Oyet’s village was attacked by LRA rebels. Unlike many others, Oyet survived the attack and found refuge in a nearby (IDP) camp. When he returned to his village, his life became marked by trauma and economic hardship.

Motivated to transform his community, Oyet joined the Yom Cwiny (meaning happiness) group, started by GRG, and became a trained peer counsellor in 2020. As one of 20 peer counsellors in his village, Oyet addresses addiction-related issues like poor parenting, marital violence, and child abuse. Oyet testifies that the psychosocial support introduced by GRG has had a transformative impact for his community.


Abducted by the LRA rebels at age 13, Betty was raped before getting her first period. She was forced to be a child soldier and sex slave to a commander for the next 9 years. She finally escaped but had to hide among dead bodies to conceal herself, further traumatizing her. “It haunts me to this day, and I’m still not able to conceive,” she told us.

Betty was on the verge of suicide when she joined a GRG trauma counselling project. “Becoming a counselor has given me perspective, and now I can relate to other people with the same trauma and help them. I’m also farming with the GRG group. We also sing and dance together. I’m getting used to seeing things from a different perspective.”


One day, when Alice was nine, she went to the well to get water for her family. Some men in uniform approached her. It was a full year before Alice set eyes on her parents again.

Forced to spend a year with the Lord’s Resistance Army, Alice witnessed the torture and killing of many abductees who tried to escape.
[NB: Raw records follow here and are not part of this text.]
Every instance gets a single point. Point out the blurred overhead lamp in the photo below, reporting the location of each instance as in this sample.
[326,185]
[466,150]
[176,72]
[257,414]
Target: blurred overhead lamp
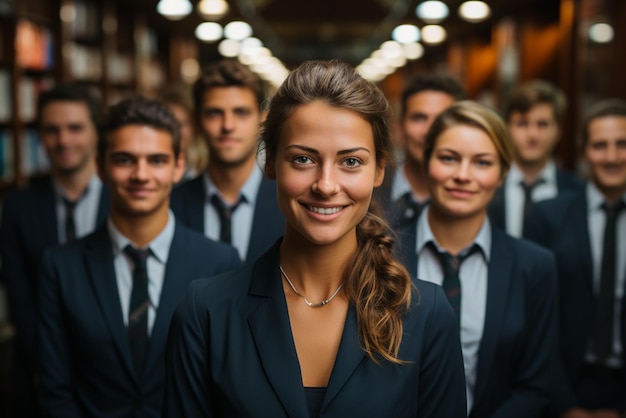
[212,9]
[229,48]
[432,11]
[237,30]
[209,31]
[413,51]
[474,11]
[433,34]
[601,33]
[405,34]
[174,9]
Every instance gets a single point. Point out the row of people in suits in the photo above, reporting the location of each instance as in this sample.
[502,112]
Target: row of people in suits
[583,385]
[229,98]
She was ordered to walk up to 25 miles in a day, often eating only wild berries instead of meals. Once when Alice was too exhausted to walk, she was severely beaten with canes. Risking it all, she finally escaped with two other women.

After she returned home, Alice was rebuked by her peers as a “killer with the devil in her.” Alice recently joined a GRG farming project, and she already feels its benefit.


“I felt like a stranger, like an outsider. I had no one to talk to and nobody seemed to trust me, but now I am part of a group. I belong to a community who talks to me and respects me. GRG has relieved me from stress and helped me to put clothes on my baby’s back and food in my baby’s mouth.”

“I had no family left… Now GRG makes me feel accepted.”

Stella, 25, GRG member in Anaka

Abducted from her family at age 11, Stella spent 8 horrifying years as a ‘wife’ to an LRA commander. Returning back home, she faced poverty and isolation. “I had no family left”, said Stella. Last year, she attended a GRG training, and, using her savings from GRG project, Stella set up a dress-making shop.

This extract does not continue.